Since we’re already dreaming past the limits of the time and money the game actually had, we can go ahead and imagine the vehicles as having different appearances when manufactured by different corporations:
-Bandits make motorcycles, runners, and artillery which deal more damage but have lower accuracy and HP. They have a post-apocalyptic cobbled-together-from-corrogated-metal kind of appearance. Their artillery are always rocket artillery that can only do volley fire to compensate for their terrible accuracy.
-Dahl makes tanks, IFVs, and artillery that look like current-day real world military vehicles in camo color schemes (the exact palette of which we can let players select like they do for vehicles in the existing game, particularly since that lets you do things like change the palette to match your current environment). Their mechanical gimmick is that if you aim at the same target for a bit, they lock on, giving you an aimbot and making any missiles you’re firing into homing missiles. Some amount of effort to keep your targeting reticule on the target is still required, if only because that allows you to break off the lock by dragging away from them.
-Hyperion produces motorcycles, IFVs, and tanks with a high-tech, angular, military space-tank kinda look. Its machine guns have negative recoil like their infantry weapons do, getting more accurate as you fire, and their rockets are TOW-style guided weapons that keep tracking your cursor position after you fire them. They never have flamethrowers, acidthrowers, or tesla cannons, although they can have plasma turrets on their tanks which benefit from the TOW guidance.
-Maliwan produces motorcycles and runners with a sleek neo-Tokyo anime cyberpunk aesthetic which have a bit less HP but go much faster than other vehicles and have higher elemental effect chance on their flamethrowers, acidthrowers, and tesla cannons. They never have machine guns, rocket launchers, or mine throwers as turrets, and their driver-operated machine guns deal elemental damage matching their turret or, in the case of the motorcycle which has no turret, a randomly selected non-explosive element.
-Pangolin (if you don’t remember them from the games, it’s because they’re a shield manufacturer) make IFVs, tanks, and artillery which go slower but have better HP than other manufacturers. They have a bulky, juggernaut-y sort of appearance with lots of unpainted metal, but also a very rounded appearance to help make it look intentional and not like bandit vehicles that are just throwing more and more scrap metal on until they run out or it’s too heavy to move. If we’re really ignoring budget issues completely, then I’d make Pangolin vehicles into walkers to really help them stand out visually.
-Tediore make runners with a cheap economy-class sedan from the 70s/80s but it’s a dune buggy kind of look, with, like, wood paneling and angular designs that nevertheless look like they’re made out of aluminum.
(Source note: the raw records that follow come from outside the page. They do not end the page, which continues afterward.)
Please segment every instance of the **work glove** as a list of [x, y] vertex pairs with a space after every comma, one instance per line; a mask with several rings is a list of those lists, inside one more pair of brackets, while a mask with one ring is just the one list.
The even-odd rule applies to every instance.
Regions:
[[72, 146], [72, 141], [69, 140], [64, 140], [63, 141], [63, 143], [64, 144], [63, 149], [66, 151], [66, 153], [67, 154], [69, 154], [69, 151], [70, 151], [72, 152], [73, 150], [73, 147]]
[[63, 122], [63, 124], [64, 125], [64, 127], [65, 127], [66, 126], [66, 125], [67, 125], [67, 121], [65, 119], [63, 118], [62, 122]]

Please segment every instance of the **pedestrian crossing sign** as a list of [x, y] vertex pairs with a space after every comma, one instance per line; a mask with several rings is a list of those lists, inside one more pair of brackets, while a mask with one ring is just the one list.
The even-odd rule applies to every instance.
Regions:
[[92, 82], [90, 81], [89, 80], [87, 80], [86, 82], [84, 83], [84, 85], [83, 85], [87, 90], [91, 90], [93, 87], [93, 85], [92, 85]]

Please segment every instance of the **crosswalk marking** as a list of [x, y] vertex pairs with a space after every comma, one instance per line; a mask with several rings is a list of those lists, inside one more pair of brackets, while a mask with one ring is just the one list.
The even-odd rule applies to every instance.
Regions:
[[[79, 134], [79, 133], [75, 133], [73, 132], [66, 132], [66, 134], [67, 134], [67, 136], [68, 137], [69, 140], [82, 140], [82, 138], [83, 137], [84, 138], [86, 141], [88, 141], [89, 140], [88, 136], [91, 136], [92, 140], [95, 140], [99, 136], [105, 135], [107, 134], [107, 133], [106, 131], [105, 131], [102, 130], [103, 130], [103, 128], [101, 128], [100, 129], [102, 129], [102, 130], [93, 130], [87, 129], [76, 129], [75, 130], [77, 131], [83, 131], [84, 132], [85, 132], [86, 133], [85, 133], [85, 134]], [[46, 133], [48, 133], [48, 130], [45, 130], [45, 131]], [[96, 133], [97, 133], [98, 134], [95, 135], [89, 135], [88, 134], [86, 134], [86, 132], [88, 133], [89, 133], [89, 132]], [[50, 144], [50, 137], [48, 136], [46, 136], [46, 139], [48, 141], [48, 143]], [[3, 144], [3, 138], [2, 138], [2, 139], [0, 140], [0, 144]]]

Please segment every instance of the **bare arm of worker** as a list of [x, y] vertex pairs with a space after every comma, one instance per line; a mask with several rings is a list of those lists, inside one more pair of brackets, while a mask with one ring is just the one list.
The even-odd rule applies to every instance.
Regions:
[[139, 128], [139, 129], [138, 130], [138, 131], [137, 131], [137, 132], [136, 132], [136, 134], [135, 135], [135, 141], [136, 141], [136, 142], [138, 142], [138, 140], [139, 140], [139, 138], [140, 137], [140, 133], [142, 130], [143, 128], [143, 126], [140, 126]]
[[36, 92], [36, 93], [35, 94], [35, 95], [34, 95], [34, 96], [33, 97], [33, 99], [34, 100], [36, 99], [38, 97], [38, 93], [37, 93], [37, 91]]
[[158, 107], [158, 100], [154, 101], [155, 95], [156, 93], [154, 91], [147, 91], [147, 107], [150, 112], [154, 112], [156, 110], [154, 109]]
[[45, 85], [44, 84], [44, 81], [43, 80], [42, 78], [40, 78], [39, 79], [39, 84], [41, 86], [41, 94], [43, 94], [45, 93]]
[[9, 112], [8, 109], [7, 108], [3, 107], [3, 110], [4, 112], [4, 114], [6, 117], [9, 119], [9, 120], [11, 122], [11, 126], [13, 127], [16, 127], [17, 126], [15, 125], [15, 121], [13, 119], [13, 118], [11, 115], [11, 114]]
They have slightly lower stats across the board except speed, which is normal, and HP, which is much lower, but they deal no damage when destroyed so you can use them as ablative armor on your personal shields/HP at no risk.
-Torgue make tanks and artillery which have lower accuracy but much bigger radius on the AoE explosions, making the tank more usable for anti-personnel and the artillery more of a “spam it out and destroy the whole city block” kind of thing than the vehicle sniper thing most artillery do. They have a monster truck rally kind of aesthetic with brand logos painted all over them. Their tanks never have plasma turrets, and the chaingun turrets on the tanks fire explosive bullets.
-Vladof make IFVs, tanks, and artillery with the same high rate of fire and mid-to-late Soviet aesthetic as the regular Vladof guns. Their IFVs never have acidthrowers, flamethrowers, or Tesla cannons because you can’t really have a higher rate of fire on a weapon that’s already continuously firing.
-I’m leaving out Atlas and S&S since they aren’t in Borderlands 2 or the Pre-Sequel, I’m letting Anshin remain as a shield manufacturer only, and I’m leaving Jakobs out because they don’t seem like they’d make vehicles, or at least, not ones suitable for Pandoran terrain.